Tips and hints for fireplaces

Don't Want a Fire?

During the fuel shortages of the late seventies, we happily used the old fireplace in our new home to take the chill off winter days. Sometimes, including a famous Christmas when a power failure doomed us and our sixteen guests to a chilly, dark, and hungry day, it served well as a place for heating coffee water and making delicious soups. In those days we also had a wood-burning furnace, and the energy and time to cut and split logs from our own extensive land.

No matter where your fireplace stands, chances are you don't use it as readily as you did during the energy shortage or in another era of your life. Yet the furniture continues to be arranged with the fireplace as focal point, and you and your guests sit there staring into the great dark hole that once held blazing logs. There are two solutions to this sorry state. One, is that you begin to utilize and enjoy your fireplace more. Homes with fireplaces can count on the extra feature as a bonus when prospective buyers come round, so there is still a certain appeal to a cheerfully burning spot on the grate. And nothing is as warm and welcoming as a contnained conflagration. Flames seem to encourage conversation and gentle musings just by their almost magical presence.

However, if you know you can't be tempted to more frequent use of your fireplace, consider some creative alternatives suggested by decorators and others.

1-Fill the firebox with a huge dried arrangement or arrangements of silk or flowers. You don't even need a vase. Just poke the stems into the grate, add enough huge blooms such as hygrangeas, interesting protea, boughs of dried bayberry or broom, heather or dried leaves. One friend changes her display according to the seasons, using fresh boughs of dogwood, forsythia and crab apple inserted into a wide and inconspicuous container in the firebox in spring, and dried summer flowers in summer, branches of beautiful autumn leaves, pumpkins and gourds and dried hydrangeas in the fall, and fresh evergreens with a gilded look during the winter holidays. Pull open the screen and work with the space generously, realizing it will be seen from slightly above, rather than at eye-level.

2-Fill the dark hole with vivid fresh green plants all year-round. If your fireplace gets enough light from nearby, beautiful, lush plants can easily fill the space, and be complemented by occasional insertions of fresh blooms in low, fat containers set among the greenery. One friend disguises the mesh fireplace curtain at either side of the opening with white picket fence sections to set off her charming fireplace garden. If natural light is not sufficient, grow shade loving plants like ferns to mask your gaping fireplace opening.

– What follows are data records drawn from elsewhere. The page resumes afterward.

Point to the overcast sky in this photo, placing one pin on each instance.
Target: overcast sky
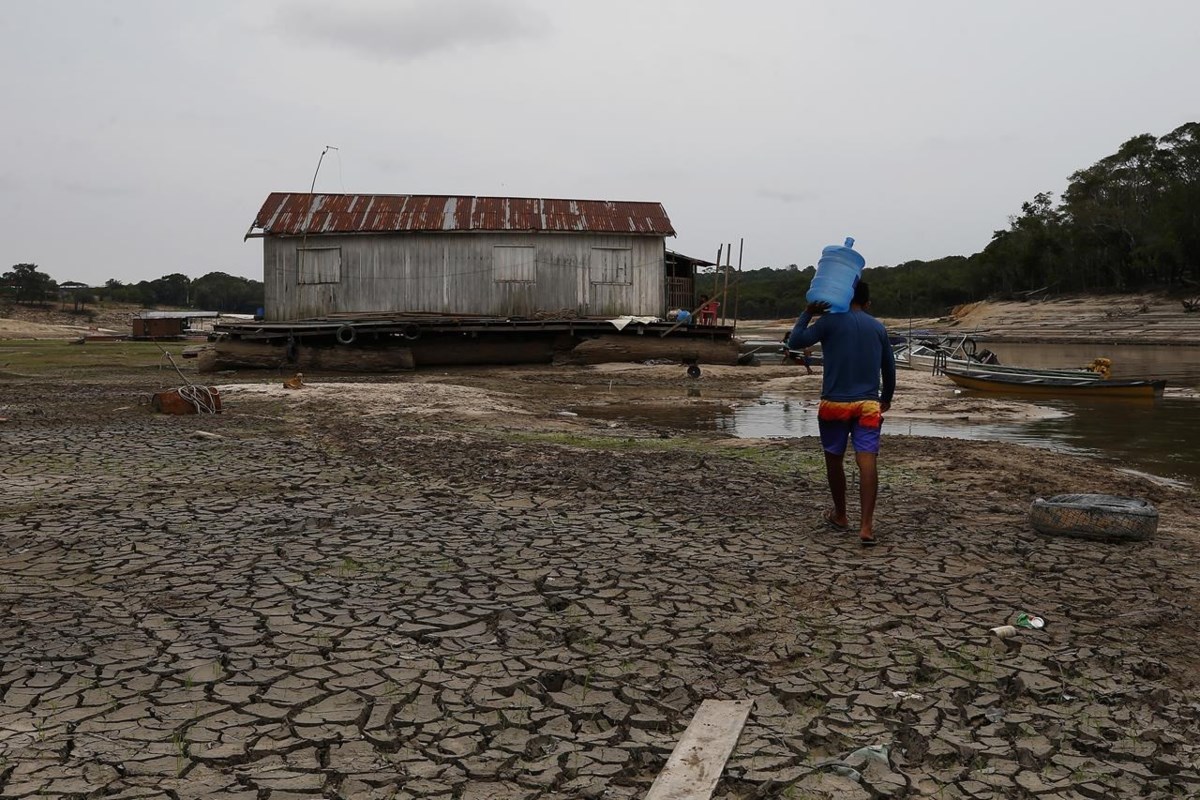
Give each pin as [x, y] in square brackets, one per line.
[142, 137]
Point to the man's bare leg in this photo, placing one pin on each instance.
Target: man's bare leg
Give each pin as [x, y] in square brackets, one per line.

3-If yours is a decorative old fireplace, do some research and find out what might add to its appeal even when the fire is out. Try antique stores and local museum-houses to see how older fireplaces were made more attractive. Fabulous brass andirons, hand-painted faux fireplace screens of wood, attractive brass tools, and even hanging pots and their hardware, can make the empty spaces of an unused fireplace seem warmer and homier.

4-Candle stands make a good substitute for fire in a fireplace. You expect to see flames there, anyway, and can do so easily with big bold candles. Candle stands that hold pillar candles at varying heights make an attractive alternative, and can easily be moved out of the way when you really need a blaze to warm yourself or set an atmosphere.

5-Large, open brass fans make attractive fireplace screens, as does a handcrafted needlepoint standing screen which can also be easily moved for the occasional fire. If you can make the screen yourself, all the better.

6-More whimsical is the addition of a display of wooden cut outs in the shapes the homeowner desires, such as figures working in a cutout garden, or just flowers, birds and trees filling a large cutout piece than can stand ceremoniously to fill the entire opening.

7-Some designers have been known to adapt permanently closed fireplaces into functional furniture. One made a children's toy box out of the old firebox, with bookshelves provided by the mantlepiece. Another made a closed-up fireplace into an entertainment center, since people tended to always focus their attention to the spot naturally. In these cases, it's important to note, if the fireplace is to be permanently closed, remember to have the chimney sealed first.

8-If the fireplace has a raised hearth, cushion it generously to make for extra seating, and keep any arrangement or disguise well back from the seating area. Some designers have recommended bricking over the entire fireplace opening, removing the mantle, and hanging a virtual picture gallery on the new bricked or tiled wall space that you now have available.

9-Our own raised hearth fireplace holds bouquets of dried grasses and branches from the farm we live on, and on either side are antique farm and cooking implements we still use, such as a modest cider press, a huge copper paella pan, and a large fanciful kettle. The cooking/food focus works because our fireplace is in the kitchen anyhow, and salt and pepper shakers parade across its mantle. Incidentally, downlights installed into the ceiling above the fireplace can help shed light on the items you wish to focus on, in our case, the collection on the mantle, and the wall arrangement of dried branches and fruit above it.